Alright, so I’ve been getting more and more spam in recent weeks, and they’ve been getting harder and harder to build basic filter rules for.

My mail works in a pretty round-about way:
I have multiple POP accounts all over the place, which have sort of accumulated over the years. It becomes a bit of a mission to always set up and check all these accounts, so what I have now is a small Python script that connects to each of the servers, grabs the mail, sorts them based on some simple filters (like, containing a [mailinglist] type subject), and places them within a Maildir structure based on that sorting. In addition, it does the same thing for deciding if it should delete a message - extremely basic spam filtering rules can be set up to check out certain headers for possible spam flags, etc.

The downloaded mail is then served via IMAP, using the Dovecot mail server. The great thing about that, is then every time I re-install any of the machines I use for mail access, or install a new one, I instantly have all my neatly sorted folders, all my mail from all my accounts, and only one IMAP account I need to set up.

Anyway, basically, the spam filtering of the above system was rather lame, so I went on the hunt for something a little more useful. Enter SpamBayes - a mail proxy application written in Python.

It’s already “in Debian”, so installing was as fun as always (aptitude install spambayes), after which I only needed to start the service, and then it’s off to a browser to configure it. Actually there wasone step before that - since I’m running this on my server, and SpamBayes is meant for use by a single user on their own PC, it doesn’t allow connections do it’s browser-based configuration from other hosts. Which is a bit of a problem when running a server which I have no interaction with beyond a command shell. Thanks to Lynx I was able to configure it to allow connections from my local network.

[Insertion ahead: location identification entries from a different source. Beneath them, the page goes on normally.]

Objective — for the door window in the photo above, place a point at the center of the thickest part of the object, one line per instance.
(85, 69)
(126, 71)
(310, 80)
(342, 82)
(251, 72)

For starters, you need to tell it which POP3 servers you want to connect to, and assign local ports to each one, which will be stand-ins for port 110 when connecting to servers. The interface for this is a bit troublesome however, requiring you to enter each server into a single input field, separated by commas. The associated ports for each server are then entered into another input field in the same manner. It took me a while to get both the fields synced due tot he number of servers I intended using.

Next up, I fed it a few emails for training (saved emails out of Thunderbird as EML files, and these can be uploaded to the server for training via the browser interface) both ‘ham’ and spam.

Once it knew the basics, I simply updated the list of servers in my Python script to “localhost”, and whichever port each one was set to. Shortly thereafter, mail started passing through the system. Most of it was identified as “unsure”, as it hadn’t seen enough examples of ham or spam yet. Quite smartly, it keeps a record of each message that’s passed through, and you can easily train ham or spam from these.

Around 50 mails later, it was identifying almost every message perfectly. I’m going to leave it running for a day or two more, training everything that arrives, then I’ll just add a single filter to my mail fetching script, looking at the “X-Spambayes-Classification” header for “spam” (delete), or “ham” take no action.

I’m quite happy with this setup, looks like it’ll work quite well :D.